ブラスターズ角田店とは?
角田の国道を走っていると、ふと視界の端に引っかかる看板がある。「ブラスターズ角田店」。
あそこは何だったのか。パチンコ屋の跡地にしては、あまりに生気がない。かといって完全に朽ち果てているわけでもない。まるで時間がそこでピタリと止まり、周囲の風景から切り離された「空白地帯」のようだ。
地元の人間に聞いても、要領をえない答えしか返ってこない。あるいは、あえて口を閉ざしているのか。あの無機質な建物の地下には、実はJAXAの燃焼試験の音を打ち消すための巨大な周波数調整装置が埋まっている……なんて冗談を言いたくなる。
いや、案外、宇宙からの微弱な電波を密かに受信するアンテナ代わりなのかもしれない。角田の静かな空は、そういう「隠し事」には最適だろう。

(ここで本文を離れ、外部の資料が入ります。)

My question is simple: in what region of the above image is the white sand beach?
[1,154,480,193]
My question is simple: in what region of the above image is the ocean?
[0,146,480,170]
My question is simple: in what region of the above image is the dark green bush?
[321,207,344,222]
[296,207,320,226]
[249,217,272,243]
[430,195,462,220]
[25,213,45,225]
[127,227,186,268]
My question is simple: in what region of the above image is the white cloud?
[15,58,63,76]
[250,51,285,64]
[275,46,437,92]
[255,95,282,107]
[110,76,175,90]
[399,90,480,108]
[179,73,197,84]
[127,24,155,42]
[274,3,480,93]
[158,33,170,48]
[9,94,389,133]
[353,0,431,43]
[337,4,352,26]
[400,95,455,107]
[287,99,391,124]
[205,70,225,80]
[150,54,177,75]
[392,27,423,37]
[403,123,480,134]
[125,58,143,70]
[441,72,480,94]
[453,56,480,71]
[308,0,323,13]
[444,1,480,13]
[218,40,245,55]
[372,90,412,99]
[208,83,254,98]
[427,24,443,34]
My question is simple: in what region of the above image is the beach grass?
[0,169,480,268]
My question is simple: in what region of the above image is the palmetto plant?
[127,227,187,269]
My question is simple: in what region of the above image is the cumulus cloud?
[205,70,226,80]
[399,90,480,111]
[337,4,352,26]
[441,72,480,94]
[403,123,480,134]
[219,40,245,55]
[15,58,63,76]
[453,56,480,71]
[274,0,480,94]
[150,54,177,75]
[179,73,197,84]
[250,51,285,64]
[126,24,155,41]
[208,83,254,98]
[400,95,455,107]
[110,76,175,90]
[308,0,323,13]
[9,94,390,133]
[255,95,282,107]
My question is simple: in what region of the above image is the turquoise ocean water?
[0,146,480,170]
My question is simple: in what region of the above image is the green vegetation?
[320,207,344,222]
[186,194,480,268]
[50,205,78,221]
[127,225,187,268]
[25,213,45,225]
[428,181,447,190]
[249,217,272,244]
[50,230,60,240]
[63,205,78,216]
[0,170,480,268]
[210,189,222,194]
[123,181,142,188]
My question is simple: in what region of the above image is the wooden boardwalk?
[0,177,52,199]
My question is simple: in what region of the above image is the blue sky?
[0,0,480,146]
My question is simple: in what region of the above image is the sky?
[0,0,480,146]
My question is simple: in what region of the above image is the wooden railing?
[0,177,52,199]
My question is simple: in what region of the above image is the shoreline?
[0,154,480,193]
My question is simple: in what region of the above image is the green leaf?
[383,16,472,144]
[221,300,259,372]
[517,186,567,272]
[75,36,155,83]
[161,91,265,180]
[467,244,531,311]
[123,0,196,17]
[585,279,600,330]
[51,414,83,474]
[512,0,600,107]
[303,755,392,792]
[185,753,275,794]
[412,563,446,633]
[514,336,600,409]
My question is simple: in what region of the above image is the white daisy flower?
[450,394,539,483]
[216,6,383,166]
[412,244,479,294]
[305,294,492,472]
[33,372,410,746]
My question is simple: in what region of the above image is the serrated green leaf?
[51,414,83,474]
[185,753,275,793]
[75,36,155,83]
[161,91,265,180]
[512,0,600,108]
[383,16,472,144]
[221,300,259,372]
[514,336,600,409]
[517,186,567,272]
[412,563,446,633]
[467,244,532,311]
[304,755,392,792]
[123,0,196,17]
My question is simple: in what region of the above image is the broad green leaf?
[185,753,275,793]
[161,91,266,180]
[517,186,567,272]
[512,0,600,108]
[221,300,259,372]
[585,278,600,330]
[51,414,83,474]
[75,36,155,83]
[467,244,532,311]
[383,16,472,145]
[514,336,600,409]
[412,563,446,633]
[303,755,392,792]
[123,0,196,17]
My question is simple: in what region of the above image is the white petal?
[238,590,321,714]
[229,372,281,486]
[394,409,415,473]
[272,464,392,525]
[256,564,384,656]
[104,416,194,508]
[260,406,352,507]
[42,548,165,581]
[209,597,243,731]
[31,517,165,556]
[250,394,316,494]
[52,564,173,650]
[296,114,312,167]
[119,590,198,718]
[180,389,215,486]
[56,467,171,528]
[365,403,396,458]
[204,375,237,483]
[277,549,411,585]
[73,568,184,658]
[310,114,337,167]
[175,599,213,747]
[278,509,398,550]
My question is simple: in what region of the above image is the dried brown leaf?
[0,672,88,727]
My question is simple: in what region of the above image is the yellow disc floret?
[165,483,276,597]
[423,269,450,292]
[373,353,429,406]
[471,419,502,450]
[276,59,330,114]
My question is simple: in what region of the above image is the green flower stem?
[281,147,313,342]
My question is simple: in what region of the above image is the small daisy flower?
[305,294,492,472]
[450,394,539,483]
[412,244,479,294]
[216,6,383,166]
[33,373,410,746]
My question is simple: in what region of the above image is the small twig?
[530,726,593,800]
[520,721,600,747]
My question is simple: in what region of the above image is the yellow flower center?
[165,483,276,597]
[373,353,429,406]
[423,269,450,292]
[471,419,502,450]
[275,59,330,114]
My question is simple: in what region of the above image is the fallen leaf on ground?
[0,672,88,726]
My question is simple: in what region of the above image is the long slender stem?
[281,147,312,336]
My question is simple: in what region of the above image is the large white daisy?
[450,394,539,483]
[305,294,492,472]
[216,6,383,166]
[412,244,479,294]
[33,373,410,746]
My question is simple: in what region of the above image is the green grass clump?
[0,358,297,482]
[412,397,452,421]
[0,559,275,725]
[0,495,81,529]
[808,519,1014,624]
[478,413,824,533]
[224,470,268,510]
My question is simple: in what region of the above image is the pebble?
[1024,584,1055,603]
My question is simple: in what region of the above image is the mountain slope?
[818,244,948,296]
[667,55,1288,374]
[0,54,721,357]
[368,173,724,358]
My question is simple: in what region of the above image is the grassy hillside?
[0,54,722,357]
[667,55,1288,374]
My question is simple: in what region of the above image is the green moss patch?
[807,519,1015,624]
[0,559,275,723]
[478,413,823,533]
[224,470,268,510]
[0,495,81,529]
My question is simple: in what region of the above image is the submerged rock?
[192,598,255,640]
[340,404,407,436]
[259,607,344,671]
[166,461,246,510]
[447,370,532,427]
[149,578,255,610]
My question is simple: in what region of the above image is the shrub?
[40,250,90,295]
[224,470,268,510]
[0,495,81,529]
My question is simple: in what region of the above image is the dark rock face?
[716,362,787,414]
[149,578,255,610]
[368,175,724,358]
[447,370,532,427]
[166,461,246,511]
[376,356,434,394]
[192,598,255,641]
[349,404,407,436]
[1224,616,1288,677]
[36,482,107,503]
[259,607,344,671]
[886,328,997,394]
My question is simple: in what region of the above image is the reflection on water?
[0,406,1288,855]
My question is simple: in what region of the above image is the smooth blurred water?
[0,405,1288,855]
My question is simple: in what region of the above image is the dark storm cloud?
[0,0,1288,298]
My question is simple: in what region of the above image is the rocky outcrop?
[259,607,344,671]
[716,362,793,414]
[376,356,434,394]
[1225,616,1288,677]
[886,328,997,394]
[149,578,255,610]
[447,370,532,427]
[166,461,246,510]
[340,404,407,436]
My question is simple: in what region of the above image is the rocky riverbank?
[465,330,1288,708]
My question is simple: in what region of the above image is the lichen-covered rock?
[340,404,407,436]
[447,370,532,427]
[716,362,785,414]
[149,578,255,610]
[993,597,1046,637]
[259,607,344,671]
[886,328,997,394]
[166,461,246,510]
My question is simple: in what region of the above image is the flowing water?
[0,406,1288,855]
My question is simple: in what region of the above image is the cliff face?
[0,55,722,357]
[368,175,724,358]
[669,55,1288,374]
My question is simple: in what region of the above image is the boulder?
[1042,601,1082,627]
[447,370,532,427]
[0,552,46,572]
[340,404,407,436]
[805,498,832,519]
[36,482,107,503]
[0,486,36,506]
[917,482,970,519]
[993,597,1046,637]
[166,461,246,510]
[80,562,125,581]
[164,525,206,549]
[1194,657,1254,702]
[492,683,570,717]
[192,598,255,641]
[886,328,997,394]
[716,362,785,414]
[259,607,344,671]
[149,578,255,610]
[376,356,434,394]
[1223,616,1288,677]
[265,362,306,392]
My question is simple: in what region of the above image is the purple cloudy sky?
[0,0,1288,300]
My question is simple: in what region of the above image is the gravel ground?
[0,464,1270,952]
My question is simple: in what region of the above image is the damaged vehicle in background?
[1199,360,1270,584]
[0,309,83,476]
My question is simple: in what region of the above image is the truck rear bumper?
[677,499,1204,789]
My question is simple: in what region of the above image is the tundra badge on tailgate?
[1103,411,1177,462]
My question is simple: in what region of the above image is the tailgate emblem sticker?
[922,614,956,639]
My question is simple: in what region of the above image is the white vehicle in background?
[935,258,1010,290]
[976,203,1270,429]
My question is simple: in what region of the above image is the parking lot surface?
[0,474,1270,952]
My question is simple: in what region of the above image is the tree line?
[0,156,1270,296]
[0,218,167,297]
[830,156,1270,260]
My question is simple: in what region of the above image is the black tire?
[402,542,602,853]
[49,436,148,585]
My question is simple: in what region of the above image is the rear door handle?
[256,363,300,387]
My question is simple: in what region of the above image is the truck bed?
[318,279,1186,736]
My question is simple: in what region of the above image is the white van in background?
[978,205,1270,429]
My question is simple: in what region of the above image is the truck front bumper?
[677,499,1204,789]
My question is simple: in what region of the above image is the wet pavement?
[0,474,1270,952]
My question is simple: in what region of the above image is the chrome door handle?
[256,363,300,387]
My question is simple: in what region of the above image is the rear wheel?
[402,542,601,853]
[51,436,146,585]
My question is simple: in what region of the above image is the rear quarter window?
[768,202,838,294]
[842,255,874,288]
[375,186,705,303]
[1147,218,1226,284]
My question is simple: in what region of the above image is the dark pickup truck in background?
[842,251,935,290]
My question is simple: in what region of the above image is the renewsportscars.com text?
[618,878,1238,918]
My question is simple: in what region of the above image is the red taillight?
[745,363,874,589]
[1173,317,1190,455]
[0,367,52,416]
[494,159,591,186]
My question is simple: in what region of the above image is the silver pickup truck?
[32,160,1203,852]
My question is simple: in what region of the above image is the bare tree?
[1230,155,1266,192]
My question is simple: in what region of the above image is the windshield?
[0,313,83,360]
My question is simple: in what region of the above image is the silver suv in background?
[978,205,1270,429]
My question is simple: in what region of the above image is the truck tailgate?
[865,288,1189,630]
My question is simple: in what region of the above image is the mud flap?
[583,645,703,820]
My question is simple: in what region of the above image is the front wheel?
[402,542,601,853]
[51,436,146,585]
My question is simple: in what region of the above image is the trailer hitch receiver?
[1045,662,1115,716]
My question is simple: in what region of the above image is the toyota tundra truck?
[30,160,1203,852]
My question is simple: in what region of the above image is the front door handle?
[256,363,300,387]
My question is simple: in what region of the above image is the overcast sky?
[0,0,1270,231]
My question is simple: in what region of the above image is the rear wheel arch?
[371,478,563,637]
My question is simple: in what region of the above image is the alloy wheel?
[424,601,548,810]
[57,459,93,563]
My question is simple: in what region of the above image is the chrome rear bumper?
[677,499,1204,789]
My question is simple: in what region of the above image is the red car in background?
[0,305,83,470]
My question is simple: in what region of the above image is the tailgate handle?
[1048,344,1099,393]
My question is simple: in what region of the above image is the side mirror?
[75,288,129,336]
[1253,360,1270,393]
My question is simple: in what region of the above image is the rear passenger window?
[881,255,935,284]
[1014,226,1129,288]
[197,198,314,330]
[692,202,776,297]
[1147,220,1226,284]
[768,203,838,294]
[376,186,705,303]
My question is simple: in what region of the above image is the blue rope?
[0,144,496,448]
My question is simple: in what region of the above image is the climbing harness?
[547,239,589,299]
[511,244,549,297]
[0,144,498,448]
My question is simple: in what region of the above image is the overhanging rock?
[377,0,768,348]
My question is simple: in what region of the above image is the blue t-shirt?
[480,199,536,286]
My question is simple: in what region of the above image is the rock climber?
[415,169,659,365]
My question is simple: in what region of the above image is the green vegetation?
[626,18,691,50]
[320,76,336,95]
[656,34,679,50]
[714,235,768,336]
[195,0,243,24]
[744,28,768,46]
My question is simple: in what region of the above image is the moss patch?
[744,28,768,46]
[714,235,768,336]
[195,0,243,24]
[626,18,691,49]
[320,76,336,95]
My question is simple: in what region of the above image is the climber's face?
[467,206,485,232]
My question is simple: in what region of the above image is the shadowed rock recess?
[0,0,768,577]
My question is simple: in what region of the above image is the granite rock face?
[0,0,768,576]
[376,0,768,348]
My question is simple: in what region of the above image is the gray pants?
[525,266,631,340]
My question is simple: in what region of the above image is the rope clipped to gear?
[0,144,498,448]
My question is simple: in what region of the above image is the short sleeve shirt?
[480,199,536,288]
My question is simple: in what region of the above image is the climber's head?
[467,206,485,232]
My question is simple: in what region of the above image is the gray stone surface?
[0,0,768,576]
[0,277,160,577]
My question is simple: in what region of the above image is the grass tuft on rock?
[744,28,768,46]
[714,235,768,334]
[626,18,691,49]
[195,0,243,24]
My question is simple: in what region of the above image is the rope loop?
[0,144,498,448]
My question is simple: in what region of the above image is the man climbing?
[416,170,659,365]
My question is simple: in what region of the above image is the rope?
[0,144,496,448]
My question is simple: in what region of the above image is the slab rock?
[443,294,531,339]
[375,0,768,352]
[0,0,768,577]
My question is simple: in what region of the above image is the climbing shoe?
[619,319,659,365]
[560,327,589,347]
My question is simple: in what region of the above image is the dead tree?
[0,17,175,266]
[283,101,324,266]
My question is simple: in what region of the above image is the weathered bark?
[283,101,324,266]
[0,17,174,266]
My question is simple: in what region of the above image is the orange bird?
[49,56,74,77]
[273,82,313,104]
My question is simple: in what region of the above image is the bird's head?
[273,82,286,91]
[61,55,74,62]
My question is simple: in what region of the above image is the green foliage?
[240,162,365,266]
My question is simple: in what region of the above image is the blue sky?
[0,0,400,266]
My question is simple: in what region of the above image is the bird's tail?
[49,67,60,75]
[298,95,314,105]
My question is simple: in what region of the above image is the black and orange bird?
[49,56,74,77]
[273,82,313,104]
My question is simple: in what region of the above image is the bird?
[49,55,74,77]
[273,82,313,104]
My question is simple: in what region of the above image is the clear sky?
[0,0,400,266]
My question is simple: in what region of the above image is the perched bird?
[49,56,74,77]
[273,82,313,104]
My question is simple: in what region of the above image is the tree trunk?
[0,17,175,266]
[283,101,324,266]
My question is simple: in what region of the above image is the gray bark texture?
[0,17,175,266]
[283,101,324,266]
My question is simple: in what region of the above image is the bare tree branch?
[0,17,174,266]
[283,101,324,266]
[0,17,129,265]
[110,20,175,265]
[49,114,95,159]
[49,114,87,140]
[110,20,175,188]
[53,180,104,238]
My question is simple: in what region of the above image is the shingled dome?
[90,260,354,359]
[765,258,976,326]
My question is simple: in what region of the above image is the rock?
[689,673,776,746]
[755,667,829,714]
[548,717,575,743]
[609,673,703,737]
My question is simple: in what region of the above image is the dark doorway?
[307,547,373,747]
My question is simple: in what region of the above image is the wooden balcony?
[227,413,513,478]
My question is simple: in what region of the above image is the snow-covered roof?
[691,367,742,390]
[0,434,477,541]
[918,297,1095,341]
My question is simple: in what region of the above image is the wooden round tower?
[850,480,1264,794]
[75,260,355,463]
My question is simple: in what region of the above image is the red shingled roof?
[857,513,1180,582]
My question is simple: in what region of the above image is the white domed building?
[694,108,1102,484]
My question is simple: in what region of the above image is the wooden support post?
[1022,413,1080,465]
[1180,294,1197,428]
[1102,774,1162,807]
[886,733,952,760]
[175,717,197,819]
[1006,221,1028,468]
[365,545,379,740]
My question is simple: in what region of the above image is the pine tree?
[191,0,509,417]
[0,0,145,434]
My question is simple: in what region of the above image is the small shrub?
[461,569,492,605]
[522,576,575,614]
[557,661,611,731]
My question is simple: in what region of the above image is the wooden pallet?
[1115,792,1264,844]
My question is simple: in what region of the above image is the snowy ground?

あるいは、もっと現実的で、かつ空恐ろしい話。あの場所は、世界の金融市場を裏で操るクオンツたちの「バックアップサーバー」の入り口だという説だ。ドル円のチャートが理由もなく跳ねる時、あの閉ざされた扉の奥で、巨大な演算装置が熱を帯びているのではないか。ブラスター(爆破者)という名は、既存の経済システムを物理的に書き換えるためのコードネームだった……そう考えると、あの静寂が急に重みを帯びてくる。
もちろん、すべては勝手な妄想だ。実際には、ただ経営の波に飲まれ、片付けられるのを待っているだけの箱に過ぎないのだろう。
けれど、あそこを通るたびに「何かがある」と思わずにはいられない。何も語らない看板が、かえって饒舌にこちらの想像力を掻き立てる。真相が判明して、ただの空き家だと判明してしまうのが、どこか惜しいような気さえするのだ。
あの扉が開く日は、もう二度と来ない。だからこそ、ブラスターズは永遠に、角田の道端で「謎」という名の営業を続けている。